At work, I’m doing a fair amount of things with tabular data and I’m using fastai. Unfortunately, I’m tied to fastai v1 and cannot at this time upgrade to fastai v2. Because of this, I’m putting this on the forums instead of making it an issue.

I’ve just discovered a behavior I was not expecting that has major consequences for me, and could for others. This may be old news but I haven’t found anything about it on the forums / google, so I wanted to document it here in case it’s helpful to others. I’ll give my context for discovering the behavior first, and then the unexpected behavior.

Typically, I don’t ever extract the pytorch model from the learner. However, fastai cannot do everything and at times we need to extract the pytorch models (such as when using 3rd party packages that expect pytorch models and not fastai learners). This is the case for the model interpretability package “shap”, which accepts a trained pytorch model as a parameter and uses it to make predictions and generate explanations based on features.
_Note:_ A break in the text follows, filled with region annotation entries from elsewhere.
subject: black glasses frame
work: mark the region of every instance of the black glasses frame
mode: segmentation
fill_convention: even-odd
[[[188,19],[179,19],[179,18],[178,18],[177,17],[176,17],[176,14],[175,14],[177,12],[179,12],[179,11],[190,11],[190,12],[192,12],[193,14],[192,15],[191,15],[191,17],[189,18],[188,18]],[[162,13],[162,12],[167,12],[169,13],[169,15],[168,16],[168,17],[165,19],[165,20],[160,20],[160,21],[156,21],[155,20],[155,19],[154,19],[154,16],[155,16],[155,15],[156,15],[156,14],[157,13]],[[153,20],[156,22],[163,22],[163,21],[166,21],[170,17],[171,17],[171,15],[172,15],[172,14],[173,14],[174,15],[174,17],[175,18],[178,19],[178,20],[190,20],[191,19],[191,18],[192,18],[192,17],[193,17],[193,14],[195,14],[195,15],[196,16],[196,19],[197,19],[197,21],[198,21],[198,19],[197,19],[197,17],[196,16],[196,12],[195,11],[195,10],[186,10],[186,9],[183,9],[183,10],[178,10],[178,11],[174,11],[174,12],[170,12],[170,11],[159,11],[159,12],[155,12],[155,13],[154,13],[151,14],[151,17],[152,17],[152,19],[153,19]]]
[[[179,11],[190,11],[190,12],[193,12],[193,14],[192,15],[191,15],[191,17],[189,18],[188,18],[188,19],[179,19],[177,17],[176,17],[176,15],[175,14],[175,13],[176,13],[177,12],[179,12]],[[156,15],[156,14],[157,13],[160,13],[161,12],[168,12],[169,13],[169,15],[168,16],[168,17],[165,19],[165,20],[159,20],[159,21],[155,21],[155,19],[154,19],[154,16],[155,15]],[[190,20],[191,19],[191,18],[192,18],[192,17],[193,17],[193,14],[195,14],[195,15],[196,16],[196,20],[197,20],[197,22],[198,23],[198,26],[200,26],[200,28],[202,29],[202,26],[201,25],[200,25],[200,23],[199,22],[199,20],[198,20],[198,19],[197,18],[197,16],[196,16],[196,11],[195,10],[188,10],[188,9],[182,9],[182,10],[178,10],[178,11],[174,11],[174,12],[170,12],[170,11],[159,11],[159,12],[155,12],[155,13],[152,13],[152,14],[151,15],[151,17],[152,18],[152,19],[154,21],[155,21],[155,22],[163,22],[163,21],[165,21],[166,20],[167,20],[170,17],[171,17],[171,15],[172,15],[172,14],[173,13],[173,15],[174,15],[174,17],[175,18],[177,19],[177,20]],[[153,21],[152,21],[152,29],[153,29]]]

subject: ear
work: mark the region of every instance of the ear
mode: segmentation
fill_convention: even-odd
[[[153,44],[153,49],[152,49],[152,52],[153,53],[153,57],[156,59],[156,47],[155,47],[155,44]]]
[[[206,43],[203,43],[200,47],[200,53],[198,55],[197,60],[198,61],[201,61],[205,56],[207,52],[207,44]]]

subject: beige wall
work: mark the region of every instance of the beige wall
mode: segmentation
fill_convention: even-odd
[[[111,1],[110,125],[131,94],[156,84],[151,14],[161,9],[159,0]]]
I’ve discovered that TabularDataBunch.from_df has an undocumented and unexpected (for me at least) behavior - it silently changes the order of the features you pass in from df.columns to some unknown ordering based off of the set operations it performs. First couple lines of the function:

cat_names = ifnone(cat_names, []).copy()
cont_names = ifnone(cont_names, list(set(df)-set(cat_names)-set(dep_var)))

These lines result in the ordering of features to be shuffled, even if you have no categorical features. I am using no categorical features, and so I expected my continuous features to be in the same order as df.columns but it’s not. And to make this behavior even harder to detect, the databunch’s inner_df does not show this reordering, only the show_batch function does, so I did not realize this. This means that when I try predicting on data (in the same ordering as df.columns) using the extracted pytorch models, no bugs occur but the predictions we see are actually completely bogus, since the model was trained on the features coming into it in a different order.
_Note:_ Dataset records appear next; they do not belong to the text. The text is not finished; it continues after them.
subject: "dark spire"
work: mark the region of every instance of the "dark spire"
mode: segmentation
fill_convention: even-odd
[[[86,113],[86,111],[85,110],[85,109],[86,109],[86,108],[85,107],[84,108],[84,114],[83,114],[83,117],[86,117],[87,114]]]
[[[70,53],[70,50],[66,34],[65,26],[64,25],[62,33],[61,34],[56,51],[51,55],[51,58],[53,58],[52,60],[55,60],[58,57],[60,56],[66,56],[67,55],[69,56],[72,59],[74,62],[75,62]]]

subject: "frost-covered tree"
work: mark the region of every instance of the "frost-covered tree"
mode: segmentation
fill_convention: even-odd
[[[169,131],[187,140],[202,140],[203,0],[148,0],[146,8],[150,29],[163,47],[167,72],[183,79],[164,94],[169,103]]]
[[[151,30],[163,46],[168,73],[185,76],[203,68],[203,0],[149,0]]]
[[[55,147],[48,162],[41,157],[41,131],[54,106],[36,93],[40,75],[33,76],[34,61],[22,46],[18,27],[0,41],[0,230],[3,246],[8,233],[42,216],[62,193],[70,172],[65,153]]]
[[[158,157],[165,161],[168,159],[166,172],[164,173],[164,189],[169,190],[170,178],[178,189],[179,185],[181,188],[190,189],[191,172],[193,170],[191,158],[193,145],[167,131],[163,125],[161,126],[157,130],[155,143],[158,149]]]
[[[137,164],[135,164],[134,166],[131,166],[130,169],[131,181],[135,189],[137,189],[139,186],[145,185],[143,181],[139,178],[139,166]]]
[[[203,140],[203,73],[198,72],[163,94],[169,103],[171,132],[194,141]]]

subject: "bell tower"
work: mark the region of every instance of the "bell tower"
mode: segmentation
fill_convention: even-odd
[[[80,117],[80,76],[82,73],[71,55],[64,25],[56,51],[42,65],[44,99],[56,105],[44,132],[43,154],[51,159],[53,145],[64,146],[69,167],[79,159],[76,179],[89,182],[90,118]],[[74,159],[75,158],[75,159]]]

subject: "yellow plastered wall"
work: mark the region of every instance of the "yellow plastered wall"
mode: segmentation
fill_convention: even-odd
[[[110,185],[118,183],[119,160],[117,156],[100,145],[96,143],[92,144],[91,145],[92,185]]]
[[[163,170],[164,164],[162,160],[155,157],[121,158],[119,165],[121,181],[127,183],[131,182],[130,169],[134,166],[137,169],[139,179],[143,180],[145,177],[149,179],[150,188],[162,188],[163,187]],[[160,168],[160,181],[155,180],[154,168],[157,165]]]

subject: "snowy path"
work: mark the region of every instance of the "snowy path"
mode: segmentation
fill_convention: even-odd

So, if you ever manually call learner.model.forward on data in your df, beware! You need to be sure you re-order your feature columns into the random ordering you see when calling learner.data.show_batch(). An easy fix if you haven’t already spent a lot of time training your models is to just manually pass cont_names to from_df so it doesn’t try to figure them out for you.
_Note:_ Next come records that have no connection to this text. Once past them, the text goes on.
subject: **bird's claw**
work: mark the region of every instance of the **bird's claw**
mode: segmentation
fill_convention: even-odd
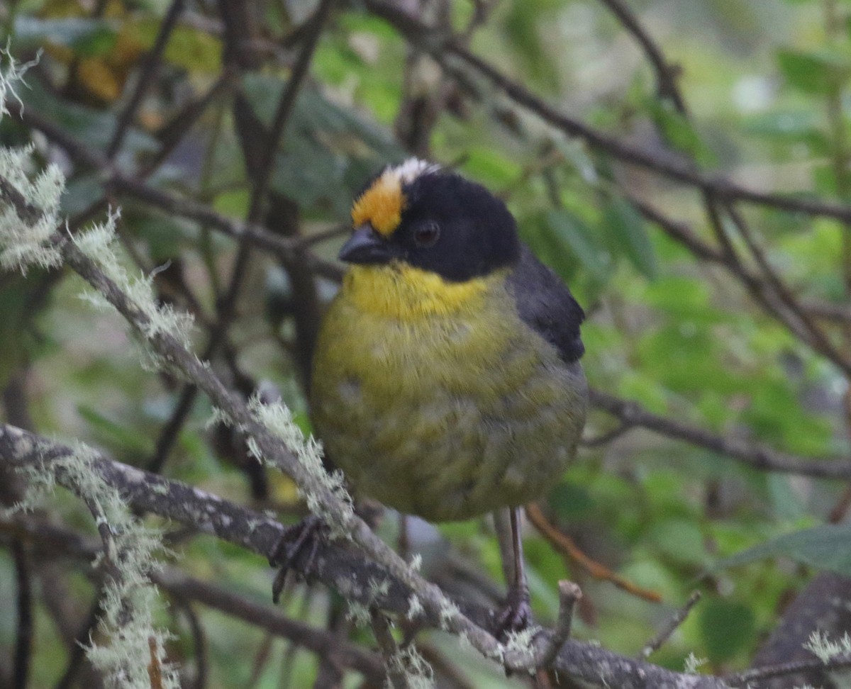
[[[504,641],[511,632],[520,632],[532,624],[532,606],[527,587],[511,586],[505,604],[496,618],[497,638]]]
[[[271,600],[277,603],[281,598],[287,580],[287,574],[297,559],[301,559],[299,567],[302,577],[306,578],[313,572],[316,564],[319,539],[323,537],[328,527],[317,516],[310,515],[284,529],[275,547],[269,554],[269,565],[278,567],[275,581],[271,585]]]

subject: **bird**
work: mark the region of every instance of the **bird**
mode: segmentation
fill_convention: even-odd
[[[356,495],[428,521],[509,510],[502,624],[530,618],[519,510],[573,459],[588,389],[582,308],[505,202],[419,158],[357,194],[320,327],[314,430]]]

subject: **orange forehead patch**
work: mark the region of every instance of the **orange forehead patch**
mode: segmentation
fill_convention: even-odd
[[[355,227],[369,223],[376,232],[390,236],[402,222],[404,206],[399,175],[387,170],[355,201],[351,222]]]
I would expect the order of columns to be preserved when possible, or at least something about this in the documentation. Since this is fastaiv1 I wasn’t sure if I should submit an issue or just post about it on the forums. And I could just be way off and this isn’t actually an issue or it’s very rare, and I have just been very dense/unlucky

LMK if you’ve run into problems with this! And also lmk if this should be submitted as an issue

PS
One other odd quirk of the two lines of code I included is that they actually do not remove the dep var from cont_names. I think this doesn’t matter because later

src = src.label_from_df(cols=dep_var) if classes is None else src.label_from_df(cols=dep_var, classes=classes)

gets called.